3/4/06
You should now Launch Deriver and do the 3 exercises of Predicate Exercise 8 (Predex8).
Identify the scopes of the following formulas
a) (∀x)(Fx)
b) (∀x)(Fx⊃Gx)
c) (∀x)(Fx)⊃Gx
d) (∃x)(Fx)∧Gx
e) (∃x)(Fx∧Gx)
f) (∀y)(Hy⊃(∃x)(Fx∧Gx))
g) (∀y)((∀x)((∀z)(Hy∧(Fz∧Gx))))
ANSWERS
a) (Fx)
b) (Fx⊃Gx)
c) This is a bit of a trick question, sorry. (∀x)(Fx)⊃Gx has as its main connective the ⊃ so the formula as a whole is not a quantified formula and does not have a scope.
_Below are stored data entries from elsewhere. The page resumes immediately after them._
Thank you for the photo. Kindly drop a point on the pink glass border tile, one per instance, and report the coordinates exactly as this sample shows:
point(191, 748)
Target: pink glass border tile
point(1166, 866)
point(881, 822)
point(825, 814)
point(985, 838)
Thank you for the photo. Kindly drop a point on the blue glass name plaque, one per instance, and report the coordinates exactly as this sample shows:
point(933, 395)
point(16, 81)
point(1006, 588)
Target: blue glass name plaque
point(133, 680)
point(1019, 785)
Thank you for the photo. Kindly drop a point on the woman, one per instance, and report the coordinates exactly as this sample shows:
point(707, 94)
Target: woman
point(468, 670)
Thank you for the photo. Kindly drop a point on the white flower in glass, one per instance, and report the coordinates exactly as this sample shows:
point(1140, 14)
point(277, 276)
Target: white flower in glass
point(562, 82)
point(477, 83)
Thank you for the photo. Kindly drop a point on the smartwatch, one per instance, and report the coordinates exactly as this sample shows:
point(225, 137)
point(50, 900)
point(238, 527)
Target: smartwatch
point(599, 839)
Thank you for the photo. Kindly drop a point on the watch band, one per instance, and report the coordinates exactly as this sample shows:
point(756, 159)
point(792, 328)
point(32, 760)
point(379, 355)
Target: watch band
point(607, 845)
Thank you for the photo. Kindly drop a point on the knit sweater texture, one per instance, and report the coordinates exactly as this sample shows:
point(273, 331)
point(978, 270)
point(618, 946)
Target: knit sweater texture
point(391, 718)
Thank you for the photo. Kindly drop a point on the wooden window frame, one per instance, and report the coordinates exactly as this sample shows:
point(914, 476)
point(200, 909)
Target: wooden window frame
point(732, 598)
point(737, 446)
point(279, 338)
However, if our interest is with the quantified formula (∀x)(Fx) which is a subformula of (∀x)(Fx)⊃Gx then it has scope (Fx).
d) This also is a trick. (∃x)(Fx)∧Gxhas as its main connective the ∧ so the formula as a whole is not a quantified formula and does not have a scope. However, if our interest is with the quantified formula (∃x)(Fx) which is a subformula of (∃x)(Fx)∧Gx then it has scope (Fx).
e) (Fx∧Gx)
f) (Hy⊃(∃x)(Fx∧Gx))
g) ((∀x)((∀z)(Hy∧(Fz∧Gx))))
Identify the free and bound occurrences of the variable x in following formulas
a) (∀x)(Fx)
b) (Fx⊃Gx)
c) Fx⊃ (∀x)(Gx)
d) (∀x)(Fx)⊃Gx
e) (∃x)(Fx)∧Gx
f) (∃x)(Fx∧Gx)
ANSWERS
a) (∀x)(Fxbound)
b) (Fxfree⊃Gxfree)
c) Fxfree⊃ (∀x)(Gxbound)
d) (∀x)(Fxbound)⊃Gxfree
e) (∃x)(Fxbound)∧Gxfree
f) (∃x)(Fxbound∧Gxbound)
Derive the following valid arguments
(a) (∀x) (Fx) ∴ Fa
(b) (∀x) (Fx) ∴ Fa∧Fb
(c) Fc,(∀x) (Fx⊃Gx) ∴ Gc
(d) Fa,(∀x) (Fx⊃Gx), (∀x) (Gx⊃Hx) ∴Ha
(e) (∀x) (Fx⊃Gx), (∀x) (Gx⊃Hx) ∴(Fa⊃Ha)